2016年12月発売の6曲入りアルバム「ロックンロールのはじまりは」。発売日の少し前から、自分自身による収録曲解説を書いてきました。一度公開した後、発売前にはネタバレを気にして書かなかったことなどを加え・修正して、ここに「セルフプレビュー」としてまとめておきます。自分が曲を作る上で何を参考にしていていたのか、その記録でもあります。映画DVDでは必ずコメンタリーを観る人、本を「あとがき」から読む人、ライナーノーツを読みながらレコードを聴くのが好きな方(実は僕自身はそれほどでもない)も、そうでない方も、どうぞ〜。
 
さて一曲目はタイトル曲「ロックンロールのはじまりは」です。ロックンロールをやっている訳でもロックンロールの始まりの音楽は何かについて示唆している訳でもないことは「solo」コーナーにも書いた通りです。
アイデアの原型をとどめてないから聴いても分からないかも知れませんが、レスター・ヤング(1930~40年代を中心に活動したアメリカのサックス奏者)&カンサス・シティ・シックスが演奏した「Way Down Yonder In New Orleans(遥かなるニューオリンズ)」のことをちょっと思って演奏しています。

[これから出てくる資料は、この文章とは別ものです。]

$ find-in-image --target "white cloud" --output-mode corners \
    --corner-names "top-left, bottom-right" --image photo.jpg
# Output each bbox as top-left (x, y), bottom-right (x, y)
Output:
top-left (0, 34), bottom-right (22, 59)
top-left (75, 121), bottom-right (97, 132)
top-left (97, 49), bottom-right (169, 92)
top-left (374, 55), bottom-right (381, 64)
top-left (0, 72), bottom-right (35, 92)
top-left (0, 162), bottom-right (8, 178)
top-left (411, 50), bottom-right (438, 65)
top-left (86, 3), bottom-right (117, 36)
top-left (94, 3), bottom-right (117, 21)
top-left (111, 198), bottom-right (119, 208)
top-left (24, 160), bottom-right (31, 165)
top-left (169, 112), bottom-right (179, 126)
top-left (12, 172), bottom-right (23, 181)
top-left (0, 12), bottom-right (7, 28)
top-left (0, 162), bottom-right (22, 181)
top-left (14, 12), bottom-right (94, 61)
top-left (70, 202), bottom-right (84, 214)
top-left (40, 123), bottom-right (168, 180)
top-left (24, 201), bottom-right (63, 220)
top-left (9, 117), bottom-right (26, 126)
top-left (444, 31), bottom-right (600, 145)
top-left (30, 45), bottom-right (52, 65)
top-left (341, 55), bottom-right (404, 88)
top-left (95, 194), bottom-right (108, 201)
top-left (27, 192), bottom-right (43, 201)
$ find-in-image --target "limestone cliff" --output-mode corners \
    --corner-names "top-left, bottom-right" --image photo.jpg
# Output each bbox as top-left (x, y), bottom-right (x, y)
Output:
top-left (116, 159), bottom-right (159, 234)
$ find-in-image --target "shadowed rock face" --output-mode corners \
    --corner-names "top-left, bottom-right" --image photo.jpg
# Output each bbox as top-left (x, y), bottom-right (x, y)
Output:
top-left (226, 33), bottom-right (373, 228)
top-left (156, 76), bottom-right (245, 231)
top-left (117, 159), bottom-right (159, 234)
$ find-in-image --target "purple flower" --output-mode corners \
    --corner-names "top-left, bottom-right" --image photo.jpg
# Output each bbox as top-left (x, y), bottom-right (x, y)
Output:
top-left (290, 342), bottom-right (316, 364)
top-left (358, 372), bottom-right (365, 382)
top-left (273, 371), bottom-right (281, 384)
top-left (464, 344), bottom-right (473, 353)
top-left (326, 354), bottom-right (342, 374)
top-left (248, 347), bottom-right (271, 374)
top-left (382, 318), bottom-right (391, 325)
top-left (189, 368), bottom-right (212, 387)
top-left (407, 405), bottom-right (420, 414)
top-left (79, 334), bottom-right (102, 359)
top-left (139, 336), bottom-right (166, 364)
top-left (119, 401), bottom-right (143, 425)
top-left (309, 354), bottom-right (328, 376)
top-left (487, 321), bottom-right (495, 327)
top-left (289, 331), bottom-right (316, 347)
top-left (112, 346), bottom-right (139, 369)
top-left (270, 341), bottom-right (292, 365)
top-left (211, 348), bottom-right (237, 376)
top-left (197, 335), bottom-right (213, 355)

1920~30年代の音楽がサイン波(一切の倍音を持たない音)で作られたら … というのは僕が常にする想像ですが、それをアナログシンセではなくYAMAHA DX100という’80年代の簡単なデジタルシンセでやっているのは、ギター一本の弾き語り(語らないけど)のようにあくまで「頭から終わりまで、つるっと」演奏できる音楽でありたいということでもあります。
 
しかしこの曲は何と言ってもノイズ。なぜかノイズ。アルバムの冒頭にこういう曲を持ってくるのは「遠近(おちこち)に」と同様で、まだ意味を持たない音そのものをまず聴きたいと思う気持ちからこうなるのかなあ。EGO-WRAPPIN’ 「merry merry」を一緒に作った時の影響もあるかもしれない。
 
ただ僕としてはノイズそのものよりも、それが実は、曲のはじまりに聴こえる丸い音と同じ音色を操作して生まれているところを強調したい。サイン波からノイズまで、DX100 を操作しながら一気に、ワンテイクで録っていて、シンセやオルガンを足しているものの、このワンテイクがこの曲のほとんどの部分なのです。
 
ノイズも「ノイズ」という波形ではなく、サンプル&ホールドという機能を非常に高いレートにしたものを使ってます。この「プログラムしない」というのは、エマソロをやる上で自分にとって大事なガイドラインになっていると思います。。それ以外に「遥かなるニューオリンズ」から抽象画のようなノイズまでを、心の中で一気に移動する手段は、ないからです。
 
 
ちょっとだけ、実際にロックンロールの始まりは何かということについてですが、リズム・アンド・ブルースとカントリーが融合して云々というシンプルな説の他に、いやジャンプジャズやジャイブが、いや歌詞が身近なことを歌うようになって、などいろんな議論があるみたいです。特に僕が面白いと思うのはラテンの影響が指摘されることです。それまでハネる(シャッフル、スゥイング)のが普通だったアメリカのポップミュージックの演奏に対して、ミュージシャンがタテ(八分音符を常に同じ長さで弾く)に演奏できるようになったのはやはりラテンからの影響なのではと思います。実際自分がピアノの八分音符を演奏する時も、二拍目四拍目のバックビートとスリーツーな取り方の中間くらいの感じでやるのが一番ロックンロールっぽくできる気がします。しかし、そういった「音楽史的な正しさ」については僕は特別何か言えるわけでもないし、それを決めることは自分が今必要としていることでもありません。